Bug 232512

Summary: Avoid corrupting the hashmap and subsequent nullptr deref by checking that the LayoutUnit is not a deleted value.
Product: WebKit Reporter: John Cunningham <johncunningham>
Component: New BugsAssignee: Nobody <webkit-unassigned>
Status: RESOLVED CONFIGURATION CHANGED    
Severity: Normal CC: cmarcelo, ews-watchlist, fred.wang, jamesr, luiz, simon.fraser, tonikitoo, webkit-bug-importer, wenson_hsieh, youennf
Priority: P2 Keywords: InRadar
Version: WebKit Nightly Build   
Hardware: Unspecified   
OS: Unspecified   
Attachments:
Description Flags
Patch
none
Patch
none
Patch
none
Patch ews-feeder: commit-queue-

Description John Cunningham 2021-10-29 15:19:33 PDT
Fix a null ptr deref by checking that newOffset is a valid key before adding to the HashMap.
Comment 1 John Cunningham 2021-10-29 15:20:05 PDT
Created attachment 442872 [details]
Patch
Comment 2 John Cunningham 2021-10-29 15:25:09 PDT
Created attachment 442873 [details]
Patch
Comment 3 Alexey Proskuryakov 2021-11-01 13:47:55 PDT
Comment on attachment 442873 [details]
Patch

View in context: https://bugs.webkit.org/attachment.cgi?id=442873&action=review

> Source/WebCore/ChangeLog:8
> +        No new tests (OOPS!).

Can a test be added for this?
Comment 4 John Cunningham 2021-11-02 14:23:30 PDT
Created attachment 443134 [details]
Patch
Comment 5 John Cunningham 2021-11-02 14:27:49 PDT
<rdar://84450793>
Comment 6 Wenson Hsieh 2021-11-02 14:47:29 PDT
Comment on attachment 443134 [details]
Patch

View in context: https://bugs.webkit.org/attachment.cgi?id=443134&action=review

It looks like the newly added test is failing on test runners.
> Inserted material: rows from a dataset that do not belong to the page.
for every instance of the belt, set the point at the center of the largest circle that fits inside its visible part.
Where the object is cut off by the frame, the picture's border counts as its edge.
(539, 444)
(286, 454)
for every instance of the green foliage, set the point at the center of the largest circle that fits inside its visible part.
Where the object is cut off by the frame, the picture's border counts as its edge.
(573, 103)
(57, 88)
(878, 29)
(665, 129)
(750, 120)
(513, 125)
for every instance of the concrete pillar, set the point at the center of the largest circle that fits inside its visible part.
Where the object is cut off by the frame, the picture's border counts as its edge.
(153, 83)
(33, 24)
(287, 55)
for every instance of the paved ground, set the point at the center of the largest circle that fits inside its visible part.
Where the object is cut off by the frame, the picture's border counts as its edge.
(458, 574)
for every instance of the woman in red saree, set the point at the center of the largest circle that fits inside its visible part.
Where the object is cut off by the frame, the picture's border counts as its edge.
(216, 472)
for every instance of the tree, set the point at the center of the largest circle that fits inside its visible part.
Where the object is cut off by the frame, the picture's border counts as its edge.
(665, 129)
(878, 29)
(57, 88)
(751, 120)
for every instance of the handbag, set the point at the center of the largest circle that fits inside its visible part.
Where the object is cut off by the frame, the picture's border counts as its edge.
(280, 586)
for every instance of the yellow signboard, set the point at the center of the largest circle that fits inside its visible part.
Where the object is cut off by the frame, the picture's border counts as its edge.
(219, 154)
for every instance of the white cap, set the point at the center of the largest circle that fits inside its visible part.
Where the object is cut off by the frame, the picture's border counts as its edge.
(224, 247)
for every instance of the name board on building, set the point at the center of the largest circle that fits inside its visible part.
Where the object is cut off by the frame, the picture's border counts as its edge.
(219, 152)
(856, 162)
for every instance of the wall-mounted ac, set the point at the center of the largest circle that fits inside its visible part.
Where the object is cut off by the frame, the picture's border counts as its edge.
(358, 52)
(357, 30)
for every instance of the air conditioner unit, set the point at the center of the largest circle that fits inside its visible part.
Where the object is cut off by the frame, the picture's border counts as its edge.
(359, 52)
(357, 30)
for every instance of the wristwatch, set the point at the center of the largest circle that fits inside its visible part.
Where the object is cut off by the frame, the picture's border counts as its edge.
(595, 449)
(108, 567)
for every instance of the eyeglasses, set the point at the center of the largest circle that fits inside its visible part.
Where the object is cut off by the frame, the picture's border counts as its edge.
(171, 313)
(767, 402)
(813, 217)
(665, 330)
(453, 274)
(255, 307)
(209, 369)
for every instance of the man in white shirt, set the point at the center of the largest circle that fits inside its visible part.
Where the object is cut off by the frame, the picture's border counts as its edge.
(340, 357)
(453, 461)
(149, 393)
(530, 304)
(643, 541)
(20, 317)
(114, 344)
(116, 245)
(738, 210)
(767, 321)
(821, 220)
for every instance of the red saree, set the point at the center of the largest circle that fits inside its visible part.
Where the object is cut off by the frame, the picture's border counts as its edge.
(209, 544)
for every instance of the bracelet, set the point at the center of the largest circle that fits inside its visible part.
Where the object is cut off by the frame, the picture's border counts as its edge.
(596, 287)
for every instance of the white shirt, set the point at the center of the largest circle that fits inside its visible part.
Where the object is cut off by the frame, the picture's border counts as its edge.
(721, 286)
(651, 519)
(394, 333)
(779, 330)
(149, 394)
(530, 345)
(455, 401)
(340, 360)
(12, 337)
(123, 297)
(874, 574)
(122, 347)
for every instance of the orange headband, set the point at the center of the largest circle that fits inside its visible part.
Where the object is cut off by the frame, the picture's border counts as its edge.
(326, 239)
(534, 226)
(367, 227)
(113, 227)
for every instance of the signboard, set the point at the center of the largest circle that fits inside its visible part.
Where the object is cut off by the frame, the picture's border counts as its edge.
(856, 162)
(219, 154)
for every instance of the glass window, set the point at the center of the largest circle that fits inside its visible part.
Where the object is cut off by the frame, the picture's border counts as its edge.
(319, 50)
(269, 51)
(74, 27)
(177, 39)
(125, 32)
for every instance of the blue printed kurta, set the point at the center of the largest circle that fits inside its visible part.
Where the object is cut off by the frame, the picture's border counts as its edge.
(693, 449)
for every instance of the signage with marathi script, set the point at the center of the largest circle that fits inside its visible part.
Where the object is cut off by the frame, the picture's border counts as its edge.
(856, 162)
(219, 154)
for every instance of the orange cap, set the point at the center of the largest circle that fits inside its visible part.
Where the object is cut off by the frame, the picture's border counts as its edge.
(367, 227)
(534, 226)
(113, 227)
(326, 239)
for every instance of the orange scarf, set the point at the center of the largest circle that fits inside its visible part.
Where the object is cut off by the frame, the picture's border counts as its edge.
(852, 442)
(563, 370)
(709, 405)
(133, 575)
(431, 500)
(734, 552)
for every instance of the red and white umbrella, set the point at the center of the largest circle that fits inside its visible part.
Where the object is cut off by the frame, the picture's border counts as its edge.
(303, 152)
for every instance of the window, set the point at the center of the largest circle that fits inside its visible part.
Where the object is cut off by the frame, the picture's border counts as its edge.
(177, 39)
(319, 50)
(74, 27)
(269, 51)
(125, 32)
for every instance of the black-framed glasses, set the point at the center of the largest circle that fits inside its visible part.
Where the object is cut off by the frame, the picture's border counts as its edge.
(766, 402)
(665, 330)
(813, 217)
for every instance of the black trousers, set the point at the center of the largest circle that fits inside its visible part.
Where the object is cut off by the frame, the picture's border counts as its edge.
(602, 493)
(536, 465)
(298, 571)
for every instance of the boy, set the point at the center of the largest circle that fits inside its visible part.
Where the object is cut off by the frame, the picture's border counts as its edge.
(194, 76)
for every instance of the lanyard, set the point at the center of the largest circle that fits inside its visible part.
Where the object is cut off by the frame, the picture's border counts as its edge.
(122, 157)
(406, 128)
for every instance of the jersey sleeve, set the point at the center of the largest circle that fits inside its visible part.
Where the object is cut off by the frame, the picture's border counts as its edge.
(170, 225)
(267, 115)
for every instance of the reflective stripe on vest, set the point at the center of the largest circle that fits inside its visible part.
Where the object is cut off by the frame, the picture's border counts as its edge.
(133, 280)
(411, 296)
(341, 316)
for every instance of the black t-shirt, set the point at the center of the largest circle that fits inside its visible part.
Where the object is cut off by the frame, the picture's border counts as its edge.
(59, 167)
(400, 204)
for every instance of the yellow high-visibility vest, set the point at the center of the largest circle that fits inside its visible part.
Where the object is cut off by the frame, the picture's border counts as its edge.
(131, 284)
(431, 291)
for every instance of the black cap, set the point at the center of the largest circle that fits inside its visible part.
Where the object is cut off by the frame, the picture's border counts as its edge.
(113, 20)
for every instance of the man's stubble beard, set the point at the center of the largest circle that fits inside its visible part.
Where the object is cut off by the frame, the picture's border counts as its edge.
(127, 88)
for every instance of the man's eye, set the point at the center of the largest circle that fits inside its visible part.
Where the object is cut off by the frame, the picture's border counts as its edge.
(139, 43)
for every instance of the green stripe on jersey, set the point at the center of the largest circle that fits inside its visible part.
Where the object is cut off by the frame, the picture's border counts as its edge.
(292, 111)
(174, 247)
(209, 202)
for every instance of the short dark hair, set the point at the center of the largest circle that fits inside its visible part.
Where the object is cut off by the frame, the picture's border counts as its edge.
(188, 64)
> Source/WebCore/page/scrolling/ScrollSnapOffsetsInfo.cpp:291
> +        if (offsets.isValidKey(newOffset)) {

Nit - we generally prefer early returns over multiline if statements like this.
Comment 7 John Cunningham 2021-11-03 17:29:57 PDT
Created attachment 443260 [details]
Patch
Comment 8 Radar WebKit Bug Importer 2021-11-05 15:20:19 PDT
<rdar://problem/85087814>
Comment 9 youenn fablet 2022-11-10 07:52:01 PST
This patch is no longer necessary, closing bug.